The forward-thinking portion of the program considered the concept of “blowing up the comp system.” As one panelist, Professor Adam Scales, put it: “We need to resist the temptation to rearrange the deck chairs on the Titanic.” An alternative model would be universal health care, disability and life insurance, and the abolition of the morally indefensible tort immunity for employers. This certainly ties in with the economic analysis discussed by panelist Professor Monica Galizzi, who examined the moral hazard inherent in a strict liability/limited remedy system that does not efficiently incentivize loss prevention and limitation. In point of fact, economic analysis of the various American systems defies models of fairness, efficiency, and response to the needs of the constituencies served by the system.

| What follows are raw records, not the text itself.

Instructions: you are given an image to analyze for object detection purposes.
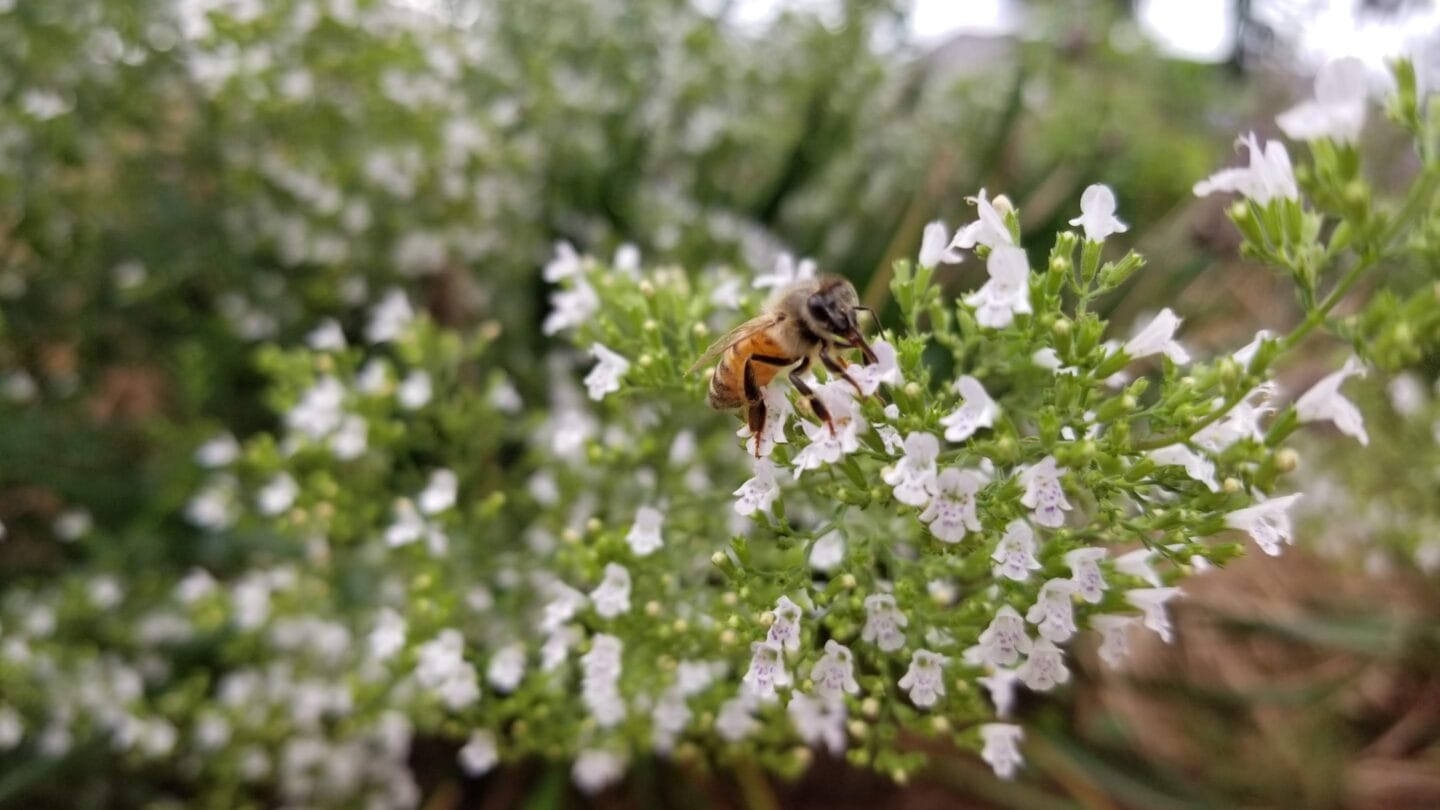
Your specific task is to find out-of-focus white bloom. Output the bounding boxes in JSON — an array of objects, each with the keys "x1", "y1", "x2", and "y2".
[
  {"x1": 1194, "y1": 133, "x2": 1300, "y2": 205},
  {"x1": 975, "y1": 667, "x2": 1020, "y2": 719},
  {"x1": 785, "y1": 692, "x2": 845, "y2": 755},
  {"x1": 809, "y1": 638, "x2": 860, "y2": 700},
  {"x1": 765, "y1": 595, "x2": 804, "y2": 650},
  {"x1": 753, "y1": 254, "x2": 815, "y2": 290},
  {"x1": 1225, "y1": 493, "x2": 1300, "y2": 556},
  {"x1": 920, "y1": 467, "x2": 985, "y2": 543},
  {"x1": 194, "y1": 432, "x2": 240, "y2": 470},
  {"x1": 1274, "y1": 56, "x2": 1369, "y2": 144},
  {"x1": 991, "y1": 519, "x2": 1040, "y2": 582},
  {"x1": 1295, "y1": 357, "x2": 1369, "y2": 445},
  {"x1": 1090, "y1": 613, "x2": 1139, "y2": 669},
  {"x1": 585, "y1": 343, "x2": 629, "y2": 402},
  {"x1": 570, "y1": 748, "x2": 625, "y2": 796},
  {"x1": 1070, "y1": 183, "x2": 1129, "y2": 242},
  {"x1": 1146, "y1": 444, "x2": 1220, "y2": 491},
  {"x1": 899, "y1": 650, "x2": 949, "y2": 709},
  {"x1": 415, "y1": 470, "x2": 459, "y2": 515},
  {"x1": 1015, "y1": 638, "x2": 1070, "y2": 692},
  {"x1": 920, "y1": 219, "x2": 984, "y2": 267},
  {"x1": 809, "y1": 529, "x2": 845, "y2": 572},
  {"x1": 965, "y1": 605, "x2": 1034, "y2": 667},
  {"x1": 255, "y1": 473, "x2": 300, "y2": 517},
  {"x1": 950, "y1": 189, "x2": 1015, "y2": 251},
  {"x1": 466, "y1": 729, "x2": 500, "y2": 778},
  {"x1": 364, "y1": 287, "x2": 415, "y2": 343},
  {"x1": 981, "y1": 724, "x2": 1025, "y2": 780},
  {"x1": 740, "y1": 641, "x2": 791, "y2": 700},
  {"x1": 1066, "y1": 546, "x2": 1109, "y2": 604},
  {"x1": 1020, "y1": 455, "x2": 1070, "y2": 529},
  {"x1": 590, "y1": 562, "x2": 631, "y2": 618},
  {"x1": 395, "y1": 369, "x2": 433, "y2": 411},
  {"x1": 1125, "y1": 307, "x2": 1189, "y2": 366},
  {"x1": 940, "y1": 375, "x2": 999, "y2": 441},
  {"x1": 965, "y1": 245, "x2": 1031, "y2": 329},
  {"x1": 733, "y1": 458, "x2": 780, "y2": 516},
  {"x1": 860, "y1": 594, "x2": 910, "y2": 653},
  {"x1": 1125, "y1": 588, "x2": 1179, "y2": 644},
  {"x1": 880, "y1": 432, "x2": 940, "y2": 506},
  {"x1": 625, "y1": 506, "x2": 665, "y2": 556},
  {"x1": 845, "y1": 340, "x2": 904, "y2": 396}
]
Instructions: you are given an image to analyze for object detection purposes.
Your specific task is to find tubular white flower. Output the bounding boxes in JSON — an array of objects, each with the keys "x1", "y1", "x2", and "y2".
[
  {"x1": 585, "y1": 343, "x2": 629, "y2": 402},
  {"x1": 1225, "y1": 493, "x2": 1300, "y2": 556},
  {"x1": 965, "y1": 245, "x2": 1031, "y2": 329},
  {"x1": 1295, "y1": 357, "x2": 1369, "y2": 445},
  {"x1": 1070, "y1": 183, "x2": 1129, "y2": 242},
  {"x1": 880, "y1": 432, "x2": 940, "y2": 506},
  {"x1": 1194, "y1": 133, "x2": 1300, "y2": 205},
  {"x1": 940, "y1": 375, "x2": 999, "y2": 441},
  {"x1": 1274, "y1": 56, "x2": 1369, "y2": 144}
]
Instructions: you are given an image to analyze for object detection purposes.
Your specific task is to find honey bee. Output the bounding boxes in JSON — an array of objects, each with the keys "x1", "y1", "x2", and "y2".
[{"x1": 687, "y1": 275, "x2": 876, "y2": 453}]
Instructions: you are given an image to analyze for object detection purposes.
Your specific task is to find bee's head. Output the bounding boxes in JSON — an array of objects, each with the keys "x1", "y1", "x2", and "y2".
[{"x1": 802, "y1": 277, "x2": 876, "y2": 363}]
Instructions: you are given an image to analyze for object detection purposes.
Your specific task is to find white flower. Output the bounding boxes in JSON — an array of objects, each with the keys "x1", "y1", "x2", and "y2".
[
  {"x1": 1274, "y1": 56, "x2": 1369, "y2": 144},
  {"x1": 991, "y1": 519, "x2": 1040, "y2": 582},
  {"x1": 590, "y1": 562, "x2": 631, "y2": 618},
  {"x1": 809, "y1": 529, "x2": 845, "y2": 572},
  {"x1": 255, "y1": 473, "x2": 300, "y2": 517},
  {"x1": 940, "y1": 375, "x2": 999, "y2": 441},
  {"x1": 1194, "y1": 133, "x2": 1300, "y2": 205},
  {"x1": 899, "y1": 650, "x2": 949, "y2": 708},
  {"x1": 1295, "y1": 357, "x2": 1369, "y2": 445},
  {"x1": 785, "y1": 692, "x2": 845, "y2": 755},
  {"x1": 1025, "y1": 578, "x2": 1076, "y2": 644},
  {"x1": 920, "y1": 467, "x2": 985, "y2": 543},
  {"x1": 625, "y1": 506, "x2": 665, "y2": 556},
  {"x1": 845, "y1": 340, "x2": 904, "y2": 396},
  {"x1": 1066, "y1": 546, "x2": 1110, "y2": 604},
  {"x1": 950, "y1": 189, "x2": 1015, "y2": 249},
  {"x1": 965, "y1": 245, "x2": 1031, "y2": 329},
  {"x1": 1125, "y1": 588, "x2": 1179, "y2": 644},
  {"x1": 1070, "y1": 183, "x2": 1129, "y2": 242},
  {"x1": 975, "y1": 667, "x2": 1020, "y2": 718},
  {"x1": 809, "y1": 638, "x2": 860, "y2": 700},
  {"x1": 920, "y1": 219, "x2": 967, "y2": 267},
  {"x1": 585, "y1": 343, "x2": 629, "y2": 402},
  {"x1": 765, "y1": 597, "x2": 804, "y2": 650},
  {"x1": 415, "y1": 470, "x2": 459, "y2": 515},
  {"x1": 1125, "y1": 307, "x2": 1189, "y2": 366},
  {"x1": 194, "y1": 432, "x2": 240, "y2": 470},
  {"x1": 570, "y1": 749, "x2": 625, "y2": 796},
  {"x1": 1146, "y1": 444, "x2": 1220, "y2": 491},
  {"x1": 1225, "y1": 493, "x2": 1300, "y2": 556},
  {"x1": 456, "y1": 729, "x2": 500, "y2": 778},
  {"x1": 485, "y1": 641, "x2": 526, "y2": 695},
  {"x1": 716, "y1": 695, "x2": 760, "y2": 744},
  {"x1": 740, "y1": 641, "x2": 791, "y2": 700},
  {"x1": 753, "y1": 254, "x2": 815, "y2": 290},
  {"x1": 1090, "y1": 614, "x2": 1138, "y2": 669},
  {"x1": 1015, "y1": 638, "x2": 1070, "y2": 692},
  {"x1": 1020, "y1": 455, "x2": 1070, "y2": 529},
  {"x1": 860, "y1": 594, "x2": 910, "y2": 653},
  {"x1": 395, "y1": 369, "x2": 432, "y2": 411},
  {"x1": 880, "y1": 432, "x2": 940, "y2": 506},
  {"x1": 364, "y1": 287, "x2": 415, "y2": 343},
  {"x1": 981, "y1": 724, "x2": 1025, "y2": 780},
  {"x1": 965, "y1": 605, "x2": 1032, "y2": 667},
  {"x1": 733, "y1": 458, "x2": 780, "y2": 516}
]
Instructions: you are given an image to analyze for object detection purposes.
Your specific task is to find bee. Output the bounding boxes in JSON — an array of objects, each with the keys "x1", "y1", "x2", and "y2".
[{"x1": 687, "y1": 275, "x2": 876, "y2": 453}]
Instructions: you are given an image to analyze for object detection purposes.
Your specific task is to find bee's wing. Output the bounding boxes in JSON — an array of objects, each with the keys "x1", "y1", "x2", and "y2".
[{"x1": 685, "y1": 313, "x2": 779, "y2": 375}]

In the end, the Symposium very much resembled a group of physicians of differing specialties, gathered around a terminal inmate on death row, debating whether to administer extraordinary life-prolonging methods. Each one has a specific, risky, and potentially conflicting course of treatment to recommend. None can agree on whether the patient should continue to live at all. Ironically, all agree someone else should pay for the medical services they would administer.